Müstehcenlikten resme

Ortaçağ boyunca, yaşam, varoluş ve evren hakkında bilgi çok sınırlıydı. Son 400 yıldaki gibi hiçbir bilim insanı topluluğu yoktu.

Kilise, insan düşüncesinin her zaman günlük yaşamın sorunlarına ve sorularına cevapları bulması gerektiği yönünü kontrol etti ve kontrol etti. Bundan biraz farklı olan herhangi bir yaklaşım derhal diskalifiye edildi, reddedildi ve kilise tarafından kınandı.

Bu nedenle bilimsel ilerleme, karanlık çağ adı verilen dönemde yaklaşık 1000 yıl durdu.

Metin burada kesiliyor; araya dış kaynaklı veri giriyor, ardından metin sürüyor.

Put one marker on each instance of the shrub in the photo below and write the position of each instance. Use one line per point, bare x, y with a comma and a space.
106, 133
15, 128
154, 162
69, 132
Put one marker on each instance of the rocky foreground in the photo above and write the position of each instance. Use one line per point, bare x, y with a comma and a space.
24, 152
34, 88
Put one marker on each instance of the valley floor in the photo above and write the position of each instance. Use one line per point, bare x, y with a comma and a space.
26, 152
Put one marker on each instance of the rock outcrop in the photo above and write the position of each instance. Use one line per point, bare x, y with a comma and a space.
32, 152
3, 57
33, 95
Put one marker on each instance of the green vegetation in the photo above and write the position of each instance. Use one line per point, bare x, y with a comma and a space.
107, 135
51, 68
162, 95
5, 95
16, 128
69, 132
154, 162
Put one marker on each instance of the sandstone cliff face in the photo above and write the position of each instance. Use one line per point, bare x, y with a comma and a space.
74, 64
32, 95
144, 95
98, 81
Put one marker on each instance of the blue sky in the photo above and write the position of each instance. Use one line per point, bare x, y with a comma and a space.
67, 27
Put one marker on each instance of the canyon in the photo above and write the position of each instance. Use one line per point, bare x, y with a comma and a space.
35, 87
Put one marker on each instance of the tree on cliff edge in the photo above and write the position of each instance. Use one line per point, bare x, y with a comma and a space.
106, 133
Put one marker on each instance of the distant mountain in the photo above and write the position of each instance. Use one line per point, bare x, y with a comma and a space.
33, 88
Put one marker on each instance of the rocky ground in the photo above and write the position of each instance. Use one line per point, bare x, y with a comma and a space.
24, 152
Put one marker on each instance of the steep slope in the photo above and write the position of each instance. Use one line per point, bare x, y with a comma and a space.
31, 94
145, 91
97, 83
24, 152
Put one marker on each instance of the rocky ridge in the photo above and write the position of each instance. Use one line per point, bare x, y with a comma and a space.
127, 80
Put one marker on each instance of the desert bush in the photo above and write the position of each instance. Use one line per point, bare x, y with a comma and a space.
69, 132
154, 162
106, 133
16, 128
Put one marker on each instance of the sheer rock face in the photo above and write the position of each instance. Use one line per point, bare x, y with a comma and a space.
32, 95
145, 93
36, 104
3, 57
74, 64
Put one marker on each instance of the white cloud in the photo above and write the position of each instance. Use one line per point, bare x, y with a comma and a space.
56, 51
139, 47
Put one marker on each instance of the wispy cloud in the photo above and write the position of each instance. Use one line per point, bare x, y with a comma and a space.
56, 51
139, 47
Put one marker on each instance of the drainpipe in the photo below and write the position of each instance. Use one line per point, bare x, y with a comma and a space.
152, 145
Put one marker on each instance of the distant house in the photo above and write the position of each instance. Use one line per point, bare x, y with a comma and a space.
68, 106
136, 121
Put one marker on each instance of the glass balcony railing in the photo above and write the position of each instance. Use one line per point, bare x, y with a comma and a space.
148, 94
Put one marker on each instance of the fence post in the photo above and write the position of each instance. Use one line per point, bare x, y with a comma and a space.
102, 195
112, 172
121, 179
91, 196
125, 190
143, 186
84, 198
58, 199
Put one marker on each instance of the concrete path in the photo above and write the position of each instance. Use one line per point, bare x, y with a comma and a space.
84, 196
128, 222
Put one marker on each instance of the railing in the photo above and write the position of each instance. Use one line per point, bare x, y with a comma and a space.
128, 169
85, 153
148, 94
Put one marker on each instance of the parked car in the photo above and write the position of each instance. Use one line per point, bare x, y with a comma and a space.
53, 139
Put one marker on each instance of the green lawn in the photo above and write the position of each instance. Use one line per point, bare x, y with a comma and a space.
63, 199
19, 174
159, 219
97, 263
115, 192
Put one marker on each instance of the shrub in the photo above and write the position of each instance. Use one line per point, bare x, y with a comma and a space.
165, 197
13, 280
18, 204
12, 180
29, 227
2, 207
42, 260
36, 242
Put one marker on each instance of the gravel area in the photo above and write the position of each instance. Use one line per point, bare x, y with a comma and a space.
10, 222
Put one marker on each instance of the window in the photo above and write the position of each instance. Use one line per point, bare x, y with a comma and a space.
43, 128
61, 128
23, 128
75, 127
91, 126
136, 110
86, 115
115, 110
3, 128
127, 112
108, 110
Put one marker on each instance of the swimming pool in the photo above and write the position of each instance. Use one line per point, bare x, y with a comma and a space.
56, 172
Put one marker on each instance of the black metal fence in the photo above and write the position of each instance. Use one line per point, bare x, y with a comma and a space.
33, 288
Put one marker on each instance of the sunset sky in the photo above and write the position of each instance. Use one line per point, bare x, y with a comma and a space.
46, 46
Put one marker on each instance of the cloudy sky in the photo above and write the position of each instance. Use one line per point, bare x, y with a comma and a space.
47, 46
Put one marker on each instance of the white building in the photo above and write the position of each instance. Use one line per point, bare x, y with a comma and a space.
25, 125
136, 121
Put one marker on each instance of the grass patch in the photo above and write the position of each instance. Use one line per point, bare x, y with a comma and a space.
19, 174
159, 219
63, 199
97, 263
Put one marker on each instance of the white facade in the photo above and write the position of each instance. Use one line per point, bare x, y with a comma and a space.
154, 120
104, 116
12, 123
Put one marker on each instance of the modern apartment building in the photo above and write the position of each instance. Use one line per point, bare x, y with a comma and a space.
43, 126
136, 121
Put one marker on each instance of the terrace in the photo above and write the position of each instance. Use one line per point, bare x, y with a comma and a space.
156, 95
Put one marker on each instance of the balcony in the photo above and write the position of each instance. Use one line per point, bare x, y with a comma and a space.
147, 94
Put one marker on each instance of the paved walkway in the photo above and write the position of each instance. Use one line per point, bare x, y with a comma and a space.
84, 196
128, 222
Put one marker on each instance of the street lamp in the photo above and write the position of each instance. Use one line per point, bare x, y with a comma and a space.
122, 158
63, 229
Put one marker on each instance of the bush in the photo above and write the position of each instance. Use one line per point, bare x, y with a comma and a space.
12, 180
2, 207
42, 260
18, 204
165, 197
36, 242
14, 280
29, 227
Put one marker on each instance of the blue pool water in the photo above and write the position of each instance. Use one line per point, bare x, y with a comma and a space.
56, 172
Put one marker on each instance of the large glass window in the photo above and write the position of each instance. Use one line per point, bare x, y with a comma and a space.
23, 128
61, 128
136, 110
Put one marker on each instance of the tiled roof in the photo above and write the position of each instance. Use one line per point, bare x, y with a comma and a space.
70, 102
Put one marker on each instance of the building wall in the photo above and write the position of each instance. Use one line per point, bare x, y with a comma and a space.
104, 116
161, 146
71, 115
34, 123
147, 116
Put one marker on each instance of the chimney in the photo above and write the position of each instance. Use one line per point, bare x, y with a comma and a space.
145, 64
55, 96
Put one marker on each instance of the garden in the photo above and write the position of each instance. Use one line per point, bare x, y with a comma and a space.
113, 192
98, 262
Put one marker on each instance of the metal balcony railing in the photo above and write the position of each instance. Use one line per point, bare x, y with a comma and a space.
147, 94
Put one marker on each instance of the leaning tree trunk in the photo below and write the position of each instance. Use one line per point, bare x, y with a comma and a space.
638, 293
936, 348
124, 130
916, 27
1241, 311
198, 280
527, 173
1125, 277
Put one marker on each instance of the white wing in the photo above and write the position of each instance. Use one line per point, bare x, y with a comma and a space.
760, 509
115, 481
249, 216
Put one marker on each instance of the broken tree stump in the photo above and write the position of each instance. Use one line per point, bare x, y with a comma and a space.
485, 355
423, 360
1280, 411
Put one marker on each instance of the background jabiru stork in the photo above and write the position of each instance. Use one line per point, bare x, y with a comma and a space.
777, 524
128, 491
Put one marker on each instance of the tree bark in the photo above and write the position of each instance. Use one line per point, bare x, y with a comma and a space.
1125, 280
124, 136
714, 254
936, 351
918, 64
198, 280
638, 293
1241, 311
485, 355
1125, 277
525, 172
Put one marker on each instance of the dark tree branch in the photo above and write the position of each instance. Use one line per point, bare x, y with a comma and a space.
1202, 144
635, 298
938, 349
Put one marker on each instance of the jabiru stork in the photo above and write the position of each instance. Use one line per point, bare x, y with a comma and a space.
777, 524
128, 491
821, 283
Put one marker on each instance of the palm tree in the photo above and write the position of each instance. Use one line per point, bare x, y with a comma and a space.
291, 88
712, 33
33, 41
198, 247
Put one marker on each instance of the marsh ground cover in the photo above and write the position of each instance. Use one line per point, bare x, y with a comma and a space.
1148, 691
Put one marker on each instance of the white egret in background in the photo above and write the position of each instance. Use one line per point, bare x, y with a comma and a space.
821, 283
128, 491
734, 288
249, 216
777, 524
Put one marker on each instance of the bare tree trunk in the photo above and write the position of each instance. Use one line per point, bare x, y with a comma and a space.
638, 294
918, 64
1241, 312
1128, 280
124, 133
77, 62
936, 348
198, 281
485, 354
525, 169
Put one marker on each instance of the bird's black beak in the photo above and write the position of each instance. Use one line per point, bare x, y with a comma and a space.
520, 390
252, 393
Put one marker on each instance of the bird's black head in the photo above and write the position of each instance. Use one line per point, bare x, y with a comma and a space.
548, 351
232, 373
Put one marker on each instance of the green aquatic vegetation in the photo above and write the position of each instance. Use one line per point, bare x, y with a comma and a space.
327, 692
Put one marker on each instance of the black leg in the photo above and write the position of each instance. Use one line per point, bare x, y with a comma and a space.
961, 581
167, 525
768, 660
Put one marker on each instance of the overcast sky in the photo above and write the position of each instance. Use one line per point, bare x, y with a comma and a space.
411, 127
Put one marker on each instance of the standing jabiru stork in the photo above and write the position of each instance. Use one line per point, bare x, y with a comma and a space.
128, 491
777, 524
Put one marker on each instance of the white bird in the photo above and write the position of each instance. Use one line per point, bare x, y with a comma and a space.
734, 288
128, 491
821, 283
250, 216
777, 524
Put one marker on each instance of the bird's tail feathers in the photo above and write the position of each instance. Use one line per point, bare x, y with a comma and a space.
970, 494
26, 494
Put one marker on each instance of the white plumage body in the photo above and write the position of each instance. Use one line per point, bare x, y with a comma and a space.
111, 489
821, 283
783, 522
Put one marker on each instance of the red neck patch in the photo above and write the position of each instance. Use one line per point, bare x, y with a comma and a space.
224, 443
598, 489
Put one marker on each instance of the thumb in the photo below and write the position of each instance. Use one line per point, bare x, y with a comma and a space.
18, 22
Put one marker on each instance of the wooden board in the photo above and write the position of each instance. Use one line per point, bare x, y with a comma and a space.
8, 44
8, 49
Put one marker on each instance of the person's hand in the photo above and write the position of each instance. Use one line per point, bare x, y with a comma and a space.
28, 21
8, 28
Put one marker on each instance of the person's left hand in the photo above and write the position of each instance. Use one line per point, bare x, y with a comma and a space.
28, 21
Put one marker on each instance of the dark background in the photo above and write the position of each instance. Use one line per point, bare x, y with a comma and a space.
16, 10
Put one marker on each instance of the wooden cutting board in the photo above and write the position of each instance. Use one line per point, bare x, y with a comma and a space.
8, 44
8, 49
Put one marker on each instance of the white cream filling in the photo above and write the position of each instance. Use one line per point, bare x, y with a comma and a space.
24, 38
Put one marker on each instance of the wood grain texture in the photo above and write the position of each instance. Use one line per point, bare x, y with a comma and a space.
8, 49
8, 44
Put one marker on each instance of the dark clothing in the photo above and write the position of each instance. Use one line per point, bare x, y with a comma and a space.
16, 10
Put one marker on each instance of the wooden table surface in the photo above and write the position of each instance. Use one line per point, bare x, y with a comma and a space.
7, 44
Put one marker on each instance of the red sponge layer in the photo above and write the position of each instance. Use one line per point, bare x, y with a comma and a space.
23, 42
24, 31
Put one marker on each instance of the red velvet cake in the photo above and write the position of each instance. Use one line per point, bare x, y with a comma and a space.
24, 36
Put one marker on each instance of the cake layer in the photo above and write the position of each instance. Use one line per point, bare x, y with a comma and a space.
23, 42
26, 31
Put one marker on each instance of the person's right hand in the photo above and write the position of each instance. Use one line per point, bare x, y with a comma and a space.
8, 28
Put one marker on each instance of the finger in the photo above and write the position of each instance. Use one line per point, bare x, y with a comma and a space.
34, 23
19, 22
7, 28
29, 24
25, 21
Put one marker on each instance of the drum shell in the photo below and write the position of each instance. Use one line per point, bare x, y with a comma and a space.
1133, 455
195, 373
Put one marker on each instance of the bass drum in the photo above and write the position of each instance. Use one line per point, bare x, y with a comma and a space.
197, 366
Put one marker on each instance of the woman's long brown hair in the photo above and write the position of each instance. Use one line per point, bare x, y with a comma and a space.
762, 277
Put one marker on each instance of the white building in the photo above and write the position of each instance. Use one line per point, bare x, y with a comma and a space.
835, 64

Bilgi arayışı ihmal, cehalet ya da basitçe yetkililer tarafından bir sapkın olarak etiketlenme korkusuyla kesildi. İncil'de “Tanrı'nın sözünü” hiçbir şey sorgulayamaz veya ona aykırı olamaz.

Bilinen bilimsel bilgiye en yakın olan kilise yarısının kabul ettiği Aristoteles gibi büyük Yunan filozoflarının zamanının metinleriydi. Bu teorilere dayanarak, evren, doğa ve insan hakkında bilinenlerin uzantısıydı.

Deniz keşifleri zamanında, dünyanın ilk inançları zorlanmaya başladı, ancak yaşanmış deneyimler ve gözlemlere dayanarak, başka bir deyişle deneysel bilgilere dayanarak. Akıl ya da akıl yürütme kavramına yer ve ağırlık kazandırdı.

Bu yolla, on altıncı ve on sekizinci yüzyıllar arasında, mutlak bilginin merkezi bir varlığı olarak dikkatleri kiliseden uzağa, bugün olduğu gibi bilimsel gözlem ve bilimsel akıl yürütmeye yönelmeye başlayan bilimsel devrimler geldi.

Böylece, insan için bu "aydınlanma" zamanında, evrenin ve doğanın bilindiği gibi algılanmasına tamamen meydan okuyan yeni keşifler ve teorilere ulaşıldı.

Bunların arasında, Copernicus'un heliosentrik teorisini vurguladı. Gezegenlerin Kepler tarafından hareketi. Galileo teleskopu, Newton'un ağırlık yasası ve Harvey'in kan dolaşımı. Bu zaman bilimsel devrim olarak bilinir.

Bu sayede bilgi arayışı yaklaşımı, yaşam sorularına cevaplar ve günlük yaşam sorunlarının çözümü büyük ölçüde değişti. Sonuç olarak, bilim insanlarının toplulukları ve ünlü bilimsel yöntem doğdu.